Statistics released from Libya’s National Oil Corporation show January’s production was 80% below output in 2011

Ongoing conflict in Libya is preventing the country from maintaining output, a very serious problem considering the majority of the state’s revenues come from oil and gas revenue. During an interview with National Public Radio, Mustapha Sanallah, Chairman of Libya’s National Oil Corporation (NOC), said the outlook for his country is bleak.

“We cannot produce. We are losing 80% of our production,” Sanallah said. “Now we have two problems: low production and low prices.”

Low prices are being felt around the globe as a barrel of oil fetches less than half of what it did June of last year. Libya is far from alone in feeling the sting of $60 oil, even among OPEC members, but the country is in the midst of a conflict that has made it extremely difficult for its NOC to guarantee the safety of its employees and continued operations.

NOC has tried to remain neutral in the conflict, but with 90% to 95% of the country’s revenue coming directly from oil according to Sanallah, both sides desperately need the national oil assets in order to remain financially sound. Oil terminals have become a target in the conflict, and NOC has contacted the country’s Defense Ministry to provide additional protection. Sanallah also said that Libya is being forced to import diesel in order to meet domestic demand, putting even greater strain on the economy.

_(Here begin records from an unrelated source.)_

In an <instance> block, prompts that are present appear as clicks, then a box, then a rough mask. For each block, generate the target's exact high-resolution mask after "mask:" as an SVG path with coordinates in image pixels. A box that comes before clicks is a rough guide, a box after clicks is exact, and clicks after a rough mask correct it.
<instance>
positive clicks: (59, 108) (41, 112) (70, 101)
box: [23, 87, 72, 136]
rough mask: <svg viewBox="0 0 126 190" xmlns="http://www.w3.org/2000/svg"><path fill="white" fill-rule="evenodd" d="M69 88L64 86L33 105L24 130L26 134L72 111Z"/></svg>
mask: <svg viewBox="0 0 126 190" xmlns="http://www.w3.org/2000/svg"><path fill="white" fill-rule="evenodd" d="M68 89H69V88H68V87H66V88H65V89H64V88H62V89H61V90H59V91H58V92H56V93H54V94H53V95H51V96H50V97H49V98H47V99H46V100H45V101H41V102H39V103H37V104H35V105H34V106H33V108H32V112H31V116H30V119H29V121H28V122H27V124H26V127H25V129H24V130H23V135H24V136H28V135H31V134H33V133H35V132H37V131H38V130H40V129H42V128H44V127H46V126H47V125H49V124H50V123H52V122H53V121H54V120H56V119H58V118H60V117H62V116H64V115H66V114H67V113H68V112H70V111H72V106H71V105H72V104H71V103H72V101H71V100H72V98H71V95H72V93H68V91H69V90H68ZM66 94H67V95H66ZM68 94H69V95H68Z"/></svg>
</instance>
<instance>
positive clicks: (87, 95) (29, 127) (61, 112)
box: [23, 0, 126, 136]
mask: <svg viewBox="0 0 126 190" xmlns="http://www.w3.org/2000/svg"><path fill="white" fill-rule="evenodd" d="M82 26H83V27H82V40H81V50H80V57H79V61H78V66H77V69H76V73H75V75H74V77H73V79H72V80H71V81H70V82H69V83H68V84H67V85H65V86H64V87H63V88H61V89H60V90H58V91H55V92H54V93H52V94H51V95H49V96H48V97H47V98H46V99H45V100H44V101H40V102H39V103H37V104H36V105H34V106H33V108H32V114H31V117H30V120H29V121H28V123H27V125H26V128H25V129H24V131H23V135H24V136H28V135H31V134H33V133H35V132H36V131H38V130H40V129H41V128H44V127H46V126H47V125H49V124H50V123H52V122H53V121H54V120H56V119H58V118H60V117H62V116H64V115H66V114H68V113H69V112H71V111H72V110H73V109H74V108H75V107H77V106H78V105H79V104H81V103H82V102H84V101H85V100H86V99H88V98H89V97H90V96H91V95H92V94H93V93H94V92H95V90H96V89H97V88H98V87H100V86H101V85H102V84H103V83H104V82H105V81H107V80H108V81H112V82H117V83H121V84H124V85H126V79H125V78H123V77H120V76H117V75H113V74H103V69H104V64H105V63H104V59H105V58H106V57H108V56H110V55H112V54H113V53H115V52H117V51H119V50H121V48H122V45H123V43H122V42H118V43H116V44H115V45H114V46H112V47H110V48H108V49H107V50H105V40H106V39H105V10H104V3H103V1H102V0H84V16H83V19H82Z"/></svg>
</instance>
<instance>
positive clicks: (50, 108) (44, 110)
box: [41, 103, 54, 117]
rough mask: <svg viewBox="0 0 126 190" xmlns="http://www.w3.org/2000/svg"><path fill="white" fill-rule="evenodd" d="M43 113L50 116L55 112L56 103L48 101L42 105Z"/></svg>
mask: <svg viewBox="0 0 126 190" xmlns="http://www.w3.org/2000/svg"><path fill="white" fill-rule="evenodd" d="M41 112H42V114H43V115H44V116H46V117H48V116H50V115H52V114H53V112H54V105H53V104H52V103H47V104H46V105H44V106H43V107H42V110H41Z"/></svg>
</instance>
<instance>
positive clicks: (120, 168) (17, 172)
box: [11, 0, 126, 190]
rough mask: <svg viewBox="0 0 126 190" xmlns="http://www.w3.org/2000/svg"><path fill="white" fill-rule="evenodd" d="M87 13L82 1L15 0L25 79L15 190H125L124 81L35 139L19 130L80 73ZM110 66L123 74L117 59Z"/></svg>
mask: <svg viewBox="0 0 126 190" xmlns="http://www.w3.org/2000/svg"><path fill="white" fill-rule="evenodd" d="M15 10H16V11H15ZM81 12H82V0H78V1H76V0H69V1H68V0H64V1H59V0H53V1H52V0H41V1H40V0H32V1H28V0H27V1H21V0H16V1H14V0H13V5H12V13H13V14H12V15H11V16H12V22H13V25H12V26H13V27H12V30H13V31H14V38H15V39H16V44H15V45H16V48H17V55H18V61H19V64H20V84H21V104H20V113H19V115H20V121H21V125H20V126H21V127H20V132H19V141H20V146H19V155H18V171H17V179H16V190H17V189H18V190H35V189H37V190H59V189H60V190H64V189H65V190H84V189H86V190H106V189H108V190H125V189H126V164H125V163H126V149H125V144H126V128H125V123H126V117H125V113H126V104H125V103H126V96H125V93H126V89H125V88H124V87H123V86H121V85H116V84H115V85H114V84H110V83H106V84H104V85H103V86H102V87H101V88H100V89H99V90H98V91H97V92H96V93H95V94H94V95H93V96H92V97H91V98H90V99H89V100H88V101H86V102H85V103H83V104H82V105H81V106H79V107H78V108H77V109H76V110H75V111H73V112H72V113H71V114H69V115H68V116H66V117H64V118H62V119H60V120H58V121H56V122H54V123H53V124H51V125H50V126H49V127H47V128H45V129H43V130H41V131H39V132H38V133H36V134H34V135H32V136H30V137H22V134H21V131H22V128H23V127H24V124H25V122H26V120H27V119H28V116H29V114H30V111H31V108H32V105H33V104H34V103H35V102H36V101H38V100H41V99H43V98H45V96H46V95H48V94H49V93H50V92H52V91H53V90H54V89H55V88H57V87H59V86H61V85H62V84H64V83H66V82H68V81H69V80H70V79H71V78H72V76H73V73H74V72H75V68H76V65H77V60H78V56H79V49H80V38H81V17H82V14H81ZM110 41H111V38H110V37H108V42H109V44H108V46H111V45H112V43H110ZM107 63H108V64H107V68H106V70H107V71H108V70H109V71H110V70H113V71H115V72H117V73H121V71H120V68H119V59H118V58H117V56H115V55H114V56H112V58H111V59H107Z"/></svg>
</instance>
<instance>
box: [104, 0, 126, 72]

Libya only produced 330 MBOPD in January, almost 80% less than the 1,600 MBOPD the country produced before the start of armed conflict in 2011. If things continue the way they are, Sanallah predicts that Libya will not even earn 10% of the budget the country had in 2012.


Sanallah thinks that unless there is greater security at Libya’s oil terminals becomes a reality than the country may be in for more trouble. If negotiations don’t solve the civil unrest within the Libya, Sanallah says, the country will collapse.